West Dorset District Council and Weymouth and Portland Borough Council’s head of corporate services, Melanie Earnshaw said: “We are very pleased that sick figures have reduced significantly since last year. Our figures are almost the lowest in the county.

“The partnership has introduced a new absence management policy and our HR team works with managers to support those who have been on long term sickness absence in a supported return to work.

“As a responsible employer the Shared Service Partnership has appropriate support services for staff who are feeling stressed at work.”

“We will continue to work hard to make sure that staff are happy and healthy at work.”

FORMER chairman of the Dorset Police Federation, Clive Chamberlain has been discussing the changing attitudes to mental health.

Mr Chamberlain drew upon research by mental health charity, Mind, that revealed that of 3,500 blue light workers surveyed, 55 per cent have suffered from mental health problems during their career compared with 26 per cent in other professions.

They are also less likely to report issues with only 43 per cent saying they have taken time off as a result.

Mr Chamberlain said: “A freedom of information request showed that of the 33 police forces, who responded, anxiety among officers and staff has increased by 63 per cent.

“There’s an clear indication that some are buckling under the pressure of public sector cuts with fewer people expected to do more.”

The government has set aside £4 million from the LIBOR funds for a Blue Light Programme where government, mental health charities and emergency service stakeholders will collaborate to encourage police officers, ambulance staff, firefighters and search and rescue workers to come forward if they are depressed or unwell.
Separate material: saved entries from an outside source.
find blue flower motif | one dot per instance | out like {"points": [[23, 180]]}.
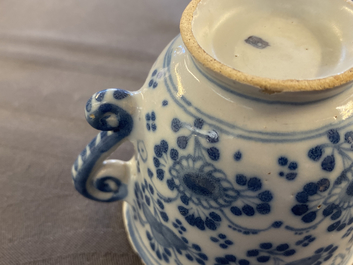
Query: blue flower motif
{"points": [[291, 166], [155, 77], [150, 121], [201, 184], [322, 200], [222, 241], [162, 240]]}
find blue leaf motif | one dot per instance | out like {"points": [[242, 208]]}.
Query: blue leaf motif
{"points": [[315, 153], [333, 136], [328, 164]]}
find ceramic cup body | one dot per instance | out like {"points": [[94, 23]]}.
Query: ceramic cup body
{"points": [[224, 173]]}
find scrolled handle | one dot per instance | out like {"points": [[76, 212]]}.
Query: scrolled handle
{"points": [[111, 112]]}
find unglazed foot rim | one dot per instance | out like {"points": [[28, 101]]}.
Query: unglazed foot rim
{"points": [[268, 85], [130, 232]]}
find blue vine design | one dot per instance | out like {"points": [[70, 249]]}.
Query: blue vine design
{"points": [[324, 199], [207, 196]]}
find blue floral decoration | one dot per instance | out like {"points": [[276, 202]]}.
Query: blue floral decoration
{"points": [[163, 241], [321, 200]]}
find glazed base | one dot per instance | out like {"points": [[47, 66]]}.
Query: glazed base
{"points": [[133, 236]]}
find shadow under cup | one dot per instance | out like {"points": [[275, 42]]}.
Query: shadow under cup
{"points": [[278, 39]]}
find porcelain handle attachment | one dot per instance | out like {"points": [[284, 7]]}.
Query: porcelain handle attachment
{"points": [[96, 178]]}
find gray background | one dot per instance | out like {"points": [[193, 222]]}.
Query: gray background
{"points": [[53, 56]]}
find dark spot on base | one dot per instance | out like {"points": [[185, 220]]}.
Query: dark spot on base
{"points": [[257, 42]]}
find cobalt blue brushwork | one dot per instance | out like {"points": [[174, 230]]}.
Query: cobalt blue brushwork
{"points": [[224, 173], [325, 199]]}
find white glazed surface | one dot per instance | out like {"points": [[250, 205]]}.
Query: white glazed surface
{"points": [[313, 41], [223, 173], [235, 149]]}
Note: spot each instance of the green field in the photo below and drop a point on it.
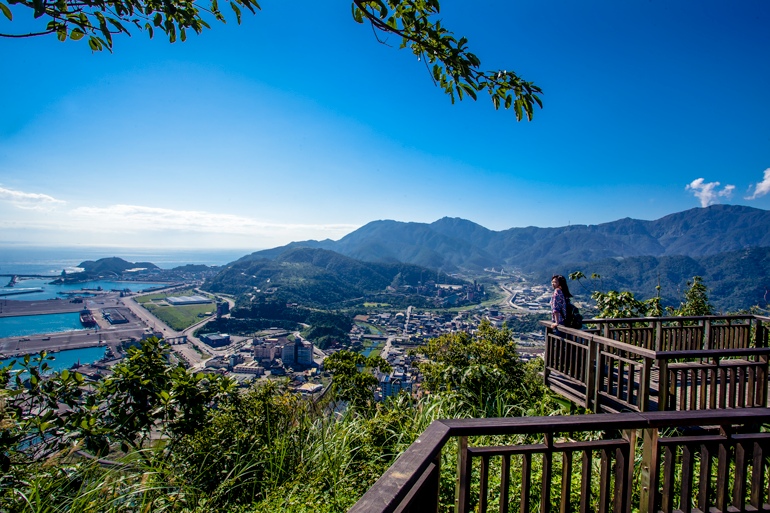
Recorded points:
(163, 295)
(179, 317)
(375, 330)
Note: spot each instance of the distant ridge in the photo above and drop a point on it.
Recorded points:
(452, 243)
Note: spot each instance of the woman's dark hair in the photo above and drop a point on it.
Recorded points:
(562, 285)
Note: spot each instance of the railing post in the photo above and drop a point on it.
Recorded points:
(648, 484)
(462, 486)
(591, 375)
(547, 356)
(630, 435)
(598, 378)
(663, 385)
(644, 385)
(762, 400)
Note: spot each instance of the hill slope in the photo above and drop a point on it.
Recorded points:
(317, 276)
(736, 279)
(451, 243)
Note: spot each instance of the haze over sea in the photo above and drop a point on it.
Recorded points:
(51, 260)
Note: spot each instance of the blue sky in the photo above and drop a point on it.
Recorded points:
(297, 124)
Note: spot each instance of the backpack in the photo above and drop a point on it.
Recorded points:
(574, 319)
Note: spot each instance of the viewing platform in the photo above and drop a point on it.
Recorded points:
(685, 403)
(660, 364)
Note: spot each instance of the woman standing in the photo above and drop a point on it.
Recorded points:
(559, 301)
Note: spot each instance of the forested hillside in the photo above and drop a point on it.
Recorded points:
(452, 243)
(317, 276)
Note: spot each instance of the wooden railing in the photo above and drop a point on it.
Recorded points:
(710, 460)
(684, 363)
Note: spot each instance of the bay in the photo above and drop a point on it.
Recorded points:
(52, 291)
(39, 324)
(66, 359)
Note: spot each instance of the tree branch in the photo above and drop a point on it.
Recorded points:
(28, 35)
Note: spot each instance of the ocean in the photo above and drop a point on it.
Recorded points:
(22, 259)
(50, 261)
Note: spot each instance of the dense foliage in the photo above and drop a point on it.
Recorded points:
(183, 442)
(454, 68)
(481, 370)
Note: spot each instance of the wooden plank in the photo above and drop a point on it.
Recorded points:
(505, 483)
(585, 482)
(723, 469)
(685, 495)
(462, 479)
(590, 381)
(669, 465)
(739, 485)
(694, 388)
(733, 383)
(511, 450)
(604, 482)
(704, 481)
(545, 490)
(621, 481)
(394, 485)
(648, 483)
(566, 482)
(679, 382)
(722, 388)
(757, 475)
(483, 484)
(742, 379)
(424, 495)
(663, 386)
(644, 385)
(526, 482)
(710, 353)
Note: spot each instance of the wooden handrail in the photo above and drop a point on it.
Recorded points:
(605, 341)
(675, 319)
(711, 353)
(398, 482)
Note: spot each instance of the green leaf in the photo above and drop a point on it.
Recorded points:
(357, 14)
(237, 11)
(6, 11)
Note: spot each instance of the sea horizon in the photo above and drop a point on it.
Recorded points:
(18, 258)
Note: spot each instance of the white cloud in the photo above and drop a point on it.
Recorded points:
(29, 200)
(137, 218)
(762, 188)
(707, 193)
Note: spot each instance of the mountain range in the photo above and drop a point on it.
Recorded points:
(318, 276)
(453, 243)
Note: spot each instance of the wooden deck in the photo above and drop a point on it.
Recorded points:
(651, 365)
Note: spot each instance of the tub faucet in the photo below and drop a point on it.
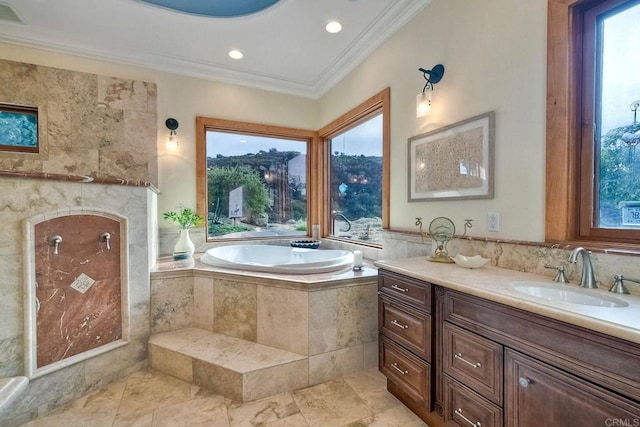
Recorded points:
(588, 279)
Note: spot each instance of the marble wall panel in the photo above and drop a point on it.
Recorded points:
(26, 198)
(235, 309)
(283, 310)
(94, 125)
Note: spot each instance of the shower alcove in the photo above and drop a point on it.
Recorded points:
(76, 287)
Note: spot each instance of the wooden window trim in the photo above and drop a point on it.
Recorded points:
(564, 205)
(378, 103)
(207, 123)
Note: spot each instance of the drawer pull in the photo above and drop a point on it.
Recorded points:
(461, 358)
(458, 412)
(398, 288)
(394, 365)
(524, 382)
(399, 325)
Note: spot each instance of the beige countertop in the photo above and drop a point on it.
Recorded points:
(493, 283)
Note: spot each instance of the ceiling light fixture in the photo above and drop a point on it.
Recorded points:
(424, 98)
(333, 27)
(235, 54)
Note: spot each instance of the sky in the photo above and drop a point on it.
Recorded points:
(364, 139)
(621, 65)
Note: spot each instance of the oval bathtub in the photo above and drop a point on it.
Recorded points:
(277, 259)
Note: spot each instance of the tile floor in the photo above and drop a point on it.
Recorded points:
(152, 399)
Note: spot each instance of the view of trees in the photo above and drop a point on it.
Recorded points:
(619, 172)
(269, 189)
(362, 176)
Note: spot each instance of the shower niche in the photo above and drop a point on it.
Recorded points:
(76, 287)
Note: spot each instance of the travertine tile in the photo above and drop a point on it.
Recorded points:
(234, 309)
(331, 404)
(323, 326)
(280, 309)
(176, 340)
(371, 385)
(170, 362)
(171, 304)
(357, 315)
(218, 379)
(260, 356)
(335, 364)
(208, 411)
(203, 303)
(96, 409)
(277, 379)
(149, 390)
(398, 416)
(216, 348)
(263, 411)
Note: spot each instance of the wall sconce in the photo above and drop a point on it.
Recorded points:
(172, 141)
(423, 100)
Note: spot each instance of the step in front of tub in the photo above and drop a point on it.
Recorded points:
(237, 369)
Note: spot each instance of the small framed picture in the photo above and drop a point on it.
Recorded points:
(19, 128)
(453, 162)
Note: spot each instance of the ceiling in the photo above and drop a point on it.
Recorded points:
(286, 48)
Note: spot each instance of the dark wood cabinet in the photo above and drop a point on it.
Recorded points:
(482, 363)
(406, 339)
(537, 394)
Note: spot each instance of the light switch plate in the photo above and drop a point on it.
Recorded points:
(493, 221)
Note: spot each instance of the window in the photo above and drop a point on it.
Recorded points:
(252, 179)
(593, 170)
(357, 147)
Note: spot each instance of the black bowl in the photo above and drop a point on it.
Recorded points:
(305, 243)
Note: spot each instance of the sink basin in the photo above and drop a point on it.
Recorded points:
(552, 292)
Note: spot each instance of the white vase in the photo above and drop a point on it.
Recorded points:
(184, 247)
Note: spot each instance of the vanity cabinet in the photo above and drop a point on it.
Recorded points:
(481, 363)
(406, 339)
(552, 373)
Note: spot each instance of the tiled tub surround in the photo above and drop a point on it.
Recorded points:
(25, 198)
(250, 335)
(76, 290)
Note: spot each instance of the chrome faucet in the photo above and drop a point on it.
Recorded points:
(588, 279)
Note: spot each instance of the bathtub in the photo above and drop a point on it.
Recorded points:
(277, 259)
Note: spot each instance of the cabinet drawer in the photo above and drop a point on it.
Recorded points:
(412, 374)
(467, 408)
(474, 361)
(409, 327)
(537, 394)
(411, 291)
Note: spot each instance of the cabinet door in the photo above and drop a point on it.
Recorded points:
(537, 395)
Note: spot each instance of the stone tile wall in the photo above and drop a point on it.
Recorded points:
(89, 124)
(336, 328)
(24, 198)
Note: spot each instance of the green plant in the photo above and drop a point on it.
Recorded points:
(185, 217)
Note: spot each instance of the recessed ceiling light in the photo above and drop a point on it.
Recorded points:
(333, 27)
(235, 54)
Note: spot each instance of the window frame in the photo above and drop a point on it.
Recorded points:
(204, 124)
(379, 103)
(570, 197)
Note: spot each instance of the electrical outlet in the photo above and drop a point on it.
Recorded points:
(493, 221)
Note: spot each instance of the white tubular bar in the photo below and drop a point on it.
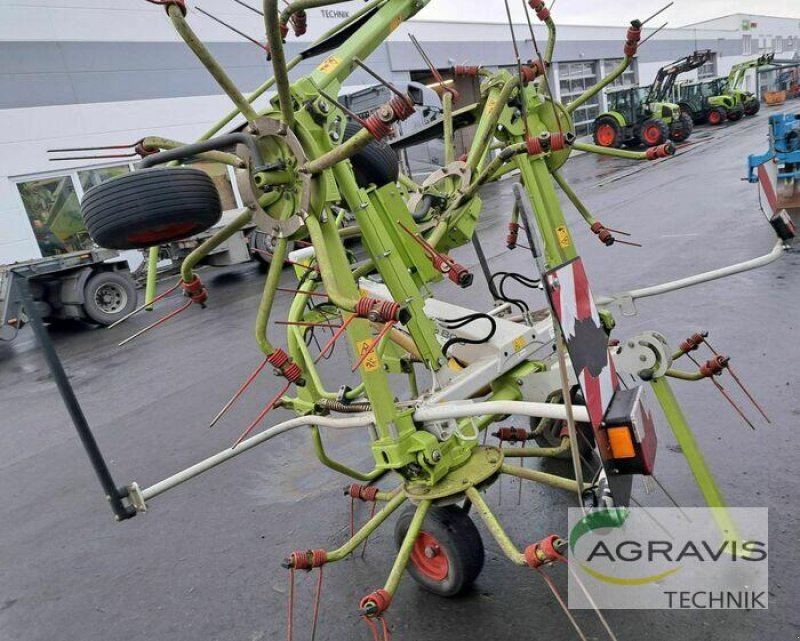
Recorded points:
(359, 420)
(690, 281)
(521, 408)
Mr Chamberlain said: “While additional funding is welcome, there are some hurdles to overcome.

“Often suffers are the last to realise that they have a problem, and many don’t acknowledge it at work, fearing that it will be career limiting and a negative tick on their personal record indicating that they can’t cope.

“In my experience, when officers have finally reached rock-bottom it varies drastically as to how they will be treated and in many cases that’s not sympathetically.”